Liquidierung ohne Rücksicht auf Belegschaft

Für die derzeitigen Mitarbeiter des Kulturpalastes gibt es keine gesicherte Beschäftigungsperspektive. KKG-Mitarbeiter müssen sehen, wie sie einen neuen Arbeitsplatz finden.+++

Das jetzt von der Verwaltung vorgelegte sogenannte „Personalkonzept“ für die Konzert- und Kongressgesellschaft mbH (KKG) eröffnet den jetzigen Mitarbeiterinnen und Mitarbeitern des Kulturpalastes und von Schloss Albrechtsberg keine gesicherte Beschäftigungsperspektive. Die Verwaltungsvorlage besteht lediglich aus einer Auflistung von geplanten Arbeitsplätzen während des Umbaus des Kulturpalastes und danach. 

„Es handelt sich um ein vages Arbeitsplatzkonzept, nicht um ein Personalkonzept für die Mitarbeiterinnen und Mitarbeiter der KKG. Die Stadt wird ihrer Verantwortung für die Belegschaft dieser städtischen Gesellschaft nicht gerecht. Die Auflösung der KKG findet ohne Rücksicht auf die Beschäftigteninteressen statt“, so der kulturpolitische Sprecher der SPD-Fraktion, Wilm Heinrich. 

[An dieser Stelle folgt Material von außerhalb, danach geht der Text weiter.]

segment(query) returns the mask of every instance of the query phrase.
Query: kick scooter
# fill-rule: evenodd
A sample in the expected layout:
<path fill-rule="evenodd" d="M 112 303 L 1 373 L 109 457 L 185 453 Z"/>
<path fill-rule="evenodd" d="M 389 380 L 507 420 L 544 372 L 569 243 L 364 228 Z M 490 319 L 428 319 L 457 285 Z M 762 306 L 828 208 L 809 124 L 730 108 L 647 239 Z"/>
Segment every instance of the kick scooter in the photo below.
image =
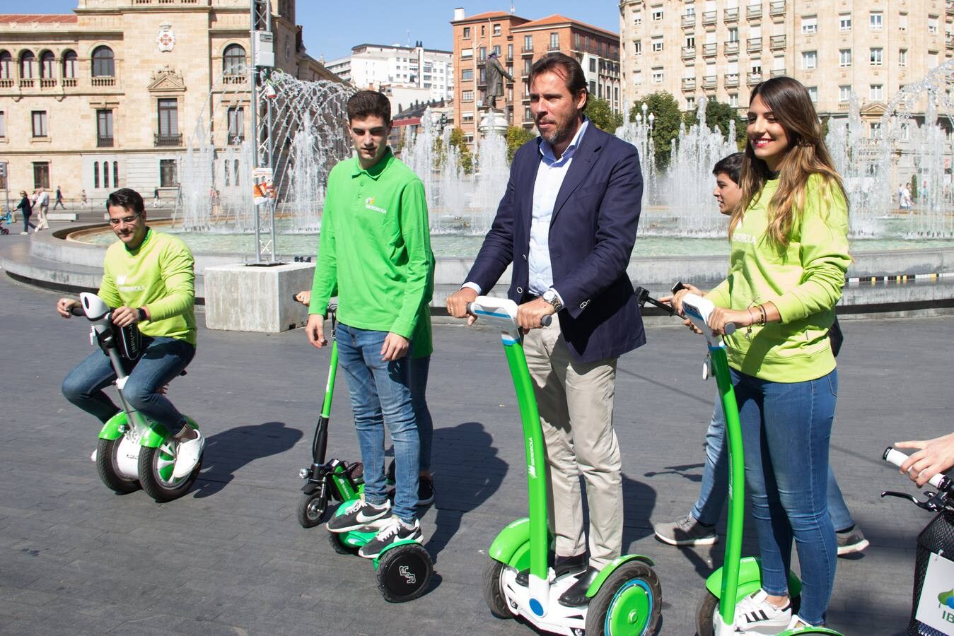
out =
<path fill-rule="evenodd" d="M 114 382 L 122 410 L 103 424 L 96 447 L 96 470 L 103 483 L 122 495 L 141 486 L 158 503 L 177 499 L 189 491 L 202 467 L 199 457 L 196 467 L 184 477 L 173 477 L 178 442 L 166 427 L 135 410 L 126 401 L 123 388 L 128 374 L 126 368 L 142 354 L 142 337 L 134 324 L 116 327 L 113 324 L 110 307 L 95 294 L 79 295 L 80 307 L 73 307 L 73 316 L 85 316 L 93 323 L 90 340 L 110 358 L 116 380 Z M 183 371 L 179 375 L 184 375 Z M 189 425 L 198 424 L 186 418 Z"/>
<path fill-rule="evenodd" d="M 362 477 L 363 466 L 361 462 L 347 463 L 341 460 L 325 462 L 324 453 L 328 446 L 328 421 L 331 419 L 331 396 L 335 391 L 335 375 L 338 371 L 338 305 L 328 305 L 331 318 L 331 362 L 328 365 L 328 382 L 324 387 L 324 401 L 321 415 L 315 427 L 315 439 L 311 442 L 311 466 L 299 471 L 299 477 L 305 481 L 301 486 L 304 494 L 298 508 L 299 523 L 301 527 L 315 527 L 321 523 L 328 508 L 328 498 L 336 502 L 358 499 L 363 491 Z"/>
<path fill-rule="evenodd" d="M 662 587 L 651 559 L 627 554 L 607 564 L 587 590 L 590 603 L 566 607 L 557 602 L 579 573 L 552 578 L 548 564 L 552 538 L 547 529 L 547 468 L 543 431 L 523 336 L 517 327 L 517 304 L 512 300 L 478 297 L 467 312 L 501 328 L 500 338 L 520 405 L 527 452 L 529 517 L 505 527 L 488 551 L 484 573 L 484 599 L 497 618 L 522 616 L 534 626 L 569 636 L 651 634 L 662 607 Z M 550 324 L 545 317 L 543 326 Z M 529 569 L 528 585 L 517 574 Z"/>
<path fill-rule="evenodd" d="M 882 459 L 901 466 L 907 455 L 888 447 Z M 914 565 L 914 591 L 907 634 L 954 634 L 954 480 L 942 474 L 928 482 L 937 492 L 924 492 L 923 501 L 902 492 L 885 491 L 881 497 L 901 497 L 919 508 L 938 513 L 918 535 Z"/>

Die jetzigen Mitarbeiterinnen und Mitarbeiter der KKG können sich in Zukunft auf ausgeschriebene Stellen bei der Messe, der Philharmonie und anderen städtischen Einrichtungen bewerben; ihre Bewerbung wird wie jede andere behandelt. 

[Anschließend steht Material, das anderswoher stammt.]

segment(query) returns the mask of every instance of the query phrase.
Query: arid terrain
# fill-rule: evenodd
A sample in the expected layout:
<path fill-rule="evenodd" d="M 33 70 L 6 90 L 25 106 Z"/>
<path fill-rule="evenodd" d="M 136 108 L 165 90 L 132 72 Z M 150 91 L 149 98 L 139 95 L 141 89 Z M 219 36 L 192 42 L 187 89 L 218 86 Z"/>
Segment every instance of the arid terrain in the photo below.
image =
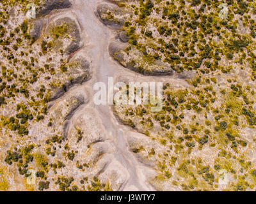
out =
<path fill-rule="evenodd" d="M 1 1 L 0 191 L 255 191 L 255 20 L 250 0 Z M 96 105 L 111 77 L 163 82 L 162 110 Z"/>

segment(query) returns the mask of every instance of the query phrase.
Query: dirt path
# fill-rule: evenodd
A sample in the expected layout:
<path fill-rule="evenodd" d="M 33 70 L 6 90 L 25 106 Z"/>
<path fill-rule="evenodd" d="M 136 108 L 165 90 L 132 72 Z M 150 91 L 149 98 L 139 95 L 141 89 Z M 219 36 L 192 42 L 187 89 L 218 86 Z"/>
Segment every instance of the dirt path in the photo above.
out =
<path fill-rule="evenodd" d="M 75 0 L 73 6 L 73 11 L 87 36 L 88 45 L 86 47 L 88 47 L 95 69 L 91 82 L 92 85 L 97 82 L 108 84 L 108 77 L 113 77 L 118 72 L 129 71 L 124 70 L 109 55 L 108 47 L 109 40 L 114 37 L 114 33 L 101 24 L 94 13 L 97 4 L 100 2 L 97 0 Z M 92 92 L 93 92 L 92 86 Z M 116 149 L 115 153 L 116 159 L 129 171 L 129 178 L 120 190 L 154 190 L 147 184 L 143 175 L 140 173 L 141 164 L 128 149 L 124 134 L 129 131 L 128 128 L 118 123 L 109 106 L 96 106 L 93 103 L 91 103 L 90 106 L 97 110 L 100 114 L 102 123 L 110 136 L 109 140 Z"/>

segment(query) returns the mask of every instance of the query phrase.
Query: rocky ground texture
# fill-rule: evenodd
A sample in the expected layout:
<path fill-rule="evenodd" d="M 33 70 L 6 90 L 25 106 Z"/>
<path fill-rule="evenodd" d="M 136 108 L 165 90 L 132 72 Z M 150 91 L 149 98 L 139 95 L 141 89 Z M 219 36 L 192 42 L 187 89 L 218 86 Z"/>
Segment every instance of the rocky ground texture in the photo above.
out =
<path fill-rule="evenodd" d="M 255 189 L 254 1 L 0 8 L 0 190 Z M 96 106 L 108 76 L 163 82 L 162 111 Z"/>

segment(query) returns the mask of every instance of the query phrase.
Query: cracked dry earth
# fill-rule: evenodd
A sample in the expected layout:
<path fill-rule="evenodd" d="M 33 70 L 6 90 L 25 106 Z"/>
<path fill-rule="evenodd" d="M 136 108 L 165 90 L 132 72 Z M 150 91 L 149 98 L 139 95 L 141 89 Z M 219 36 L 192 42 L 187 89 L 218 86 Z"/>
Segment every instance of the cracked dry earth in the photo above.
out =
<path fill-rule="evenodd" d="M 220 3 L 2 1 L 0 190 L 254 190 L 256 4 Z M 109 77 L 163 110 L 96 105 Z"/>

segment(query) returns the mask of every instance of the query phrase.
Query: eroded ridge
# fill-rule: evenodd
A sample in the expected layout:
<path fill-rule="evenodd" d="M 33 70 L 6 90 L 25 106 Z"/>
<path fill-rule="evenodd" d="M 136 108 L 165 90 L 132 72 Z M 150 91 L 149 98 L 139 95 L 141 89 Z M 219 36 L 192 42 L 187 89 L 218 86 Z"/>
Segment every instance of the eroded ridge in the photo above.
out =
<path fill-rule="evenodd" d="M 161 112 L 152 112 L 150 105 L 114 106 L 118 120 L 134 131 L 127 140 L 147 182 L 164 191 L 255 189 L 255 4 L 106 3 L 98 7 L 106 10 L 101 20 L 109 28 L 122 26 L 110 42 L 114 59 L 144 75 L 189 76 L 180 77 L 183 82 L 163 78 Z M 120 20 L 116 6 L 130 16 Z"/>
<path fill-rule="evenodd" d="M 93 67 L 72 4 L 35 1 L 32 19 L 29 3 L 0 3 L 0 190 L 117 191 L 128 175 L 86 108 Z"/>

Während die SPD-Fraktion die Liquidierung der KKG grundsätzlich abgelehnt hatte, sollte auf Drängen der Fraktion B 90/Die Grünen ein Personalkonzept erarbeitet werden.
 
„Die Kolleginnen und Kollegen der Grünen sollten gemeinsam mit uns eine konkrete Weiterbeschäftigung für die KKG-Belegschaft fordern. Das jetzt vorliegende Papier ist nicht mehr als ein Feigenblatt, mit dem sich auch die Grünen nicht zufrieden geben können“, so Heinrich.